My Crazy Beautiful Life
- First edition hardback cover
- Author: Kesha
- Language: English
- Genre: Autobiography
- Publisher: Touchstone, Simon & Schuster
- Publication date: November 20, 2012
- Published in English: November 20, 2012
- Pages: 192
- ISBN: 1476704163

= My Crazy Beautiful Life =

2012 autobiography by Kesha

My Crazy Beautiful Life is a 2012 illustrated autobiography by the pop singer Kesha and photographer/filmmaker Steven Greenstreet. Photography was also provided by Jason Sheldon and Lagan Sebert, who also helped develop the project with Kesha. The book was published by Simon & Schuster on November 20, 2012, to coincide with the release of her album Warrior on November 30, 2012. The book's title, My Crazy Beautiful Life is taken after her song "Crazy Beautiful Life" from her 2010 EP Cannibal.

==Synopsis==
In My Crazy Beautiful Life, Kesha details her "thoughts and reflections" about her life and contains photographs from various points in her life, both before and after she became a singer.

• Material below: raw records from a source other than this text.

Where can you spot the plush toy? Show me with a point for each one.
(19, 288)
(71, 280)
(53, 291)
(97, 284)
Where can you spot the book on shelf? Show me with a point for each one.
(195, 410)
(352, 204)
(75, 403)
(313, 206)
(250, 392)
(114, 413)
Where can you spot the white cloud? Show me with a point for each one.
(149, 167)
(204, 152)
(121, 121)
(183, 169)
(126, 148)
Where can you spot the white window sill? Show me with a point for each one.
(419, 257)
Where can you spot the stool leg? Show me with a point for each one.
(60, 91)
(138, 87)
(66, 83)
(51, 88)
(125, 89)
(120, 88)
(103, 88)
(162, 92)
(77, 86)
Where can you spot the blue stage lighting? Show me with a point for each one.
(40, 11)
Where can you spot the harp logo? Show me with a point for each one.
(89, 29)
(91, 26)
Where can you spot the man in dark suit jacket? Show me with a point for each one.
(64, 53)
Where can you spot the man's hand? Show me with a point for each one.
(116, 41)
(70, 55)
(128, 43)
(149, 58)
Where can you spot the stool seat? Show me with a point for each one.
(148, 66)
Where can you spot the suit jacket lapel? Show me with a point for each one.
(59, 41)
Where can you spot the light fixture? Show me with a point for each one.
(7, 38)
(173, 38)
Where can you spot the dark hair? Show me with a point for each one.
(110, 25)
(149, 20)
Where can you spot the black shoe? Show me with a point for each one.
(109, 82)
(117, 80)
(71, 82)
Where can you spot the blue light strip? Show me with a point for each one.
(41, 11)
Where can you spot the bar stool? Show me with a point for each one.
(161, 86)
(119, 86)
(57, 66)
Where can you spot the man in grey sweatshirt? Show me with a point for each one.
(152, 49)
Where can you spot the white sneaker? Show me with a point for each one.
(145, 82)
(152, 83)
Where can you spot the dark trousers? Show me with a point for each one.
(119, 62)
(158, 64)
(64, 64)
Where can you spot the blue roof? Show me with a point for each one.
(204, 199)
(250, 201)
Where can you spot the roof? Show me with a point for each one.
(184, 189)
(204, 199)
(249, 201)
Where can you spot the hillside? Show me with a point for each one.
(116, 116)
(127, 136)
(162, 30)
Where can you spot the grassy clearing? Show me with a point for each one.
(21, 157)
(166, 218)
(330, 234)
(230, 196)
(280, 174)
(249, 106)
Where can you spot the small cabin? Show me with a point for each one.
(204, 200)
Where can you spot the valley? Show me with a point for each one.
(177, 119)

The singer has described the book as being "a more complete picture of what my life is really like". The book also goes into some of the meanings behind some of her song lyrics, with Kesha writing that her song "Blah Blah Blah" was "a conscious move to talk about men like they talked about women".

==Reception==
Critical reception for the book has been mixed, with Vice stating that the book was "pretty boring" in comparison to her songs. A reviewer for The Atlantic commented that "some revealing nuggets from Ke$ha's frighteningly glittery new autobiography ... suggest that in some ways, she might be just what some of the 20th century's most famous feminist thinkers had in mind." The Daily Targum praised the book, calling it "[s]hort and sweet".